Total laparoscopic right hemicolectomy with complete mesocolic excision (CME), central vascular ligation (CVL), and D3 lymphadenectomy is still the most challenging colon procedures for gastrointestinal surgeons. We herein report the technical details and our preliminary experience of Bach Mai Procedure — a novel-combining (cranial, medial to lateral, and caudal) approach with early resection of the terminal ileum.

Methods

The dissection stage was central vascular isolation and ligation by a combined multiple approaches in the following four steps: cranial approach, dissecting along the inferior aspect of pancreatic isthmus to reveal the middle colic vessels and the anterior aspect of the superior mesentery vein and then exposed the right gastroepiploic vein and the trunk of Henle; medial-to-lateral approach, exposing the surgical axis — the superior mesenteric vascular axis and then early resection of the terminal ileum to open the dissection from the bottom up; and caudal approach, radical ligation of the ileocecal artery and right colic artery (central vascular ligation), lymph node dissection (D3 lymphadenectomy), and resecting the Toldt fascia of the colon to release the entire right colon from the abdominal wall.

Results

In 12 months, there were 32 cases of primary right-sided colon malignancies that have undergone tLRHD3, CME/CVL based on the Bach Mai Procedure. In 3 cases (9.4%), the tumor site was hepatic flexure.
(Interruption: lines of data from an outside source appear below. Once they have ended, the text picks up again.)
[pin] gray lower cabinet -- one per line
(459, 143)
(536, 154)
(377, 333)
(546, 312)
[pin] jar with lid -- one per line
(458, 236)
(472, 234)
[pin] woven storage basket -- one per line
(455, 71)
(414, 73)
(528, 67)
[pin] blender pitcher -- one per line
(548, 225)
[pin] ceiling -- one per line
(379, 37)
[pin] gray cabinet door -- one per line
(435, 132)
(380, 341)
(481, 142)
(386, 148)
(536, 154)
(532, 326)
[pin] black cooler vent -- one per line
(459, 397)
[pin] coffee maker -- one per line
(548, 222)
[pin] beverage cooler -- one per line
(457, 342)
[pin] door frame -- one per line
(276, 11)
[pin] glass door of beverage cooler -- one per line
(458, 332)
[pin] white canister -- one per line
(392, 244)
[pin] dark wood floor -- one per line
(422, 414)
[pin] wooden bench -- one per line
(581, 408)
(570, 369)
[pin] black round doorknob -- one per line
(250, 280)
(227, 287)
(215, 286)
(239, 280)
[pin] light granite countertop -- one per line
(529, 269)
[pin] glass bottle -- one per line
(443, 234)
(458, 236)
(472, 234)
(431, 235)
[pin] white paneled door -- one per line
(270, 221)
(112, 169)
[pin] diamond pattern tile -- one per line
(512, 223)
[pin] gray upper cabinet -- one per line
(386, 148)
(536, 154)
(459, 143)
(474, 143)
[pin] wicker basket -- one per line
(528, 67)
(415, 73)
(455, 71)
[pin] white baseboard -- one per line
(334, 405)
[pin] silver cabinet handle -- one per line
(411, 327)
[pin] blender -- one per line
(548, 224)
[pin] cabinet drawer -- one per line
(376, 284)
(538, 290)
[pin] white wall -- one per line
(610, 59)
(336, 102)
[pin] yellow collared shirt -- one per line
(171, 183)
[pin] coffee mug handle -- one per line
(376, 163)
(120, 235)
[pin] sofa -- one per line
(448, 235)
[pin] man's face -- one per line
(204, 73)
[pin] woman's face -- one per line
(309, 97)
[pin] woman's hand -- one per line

The median of lymph node number (LNN) was 38, with the maximum number which was 101. No serious postoperative complications (grade 3 or higher) neither inhospital mortality was detected.

Conclusion

This Bach Mai procedure, a novel-combining approach with early resection of the terminal ileum, is technically feasible and safe for tLRHD3, CME/CVL. Further investigations and follow-up must be proceeded to evaluate the long-term outcomes of our technique.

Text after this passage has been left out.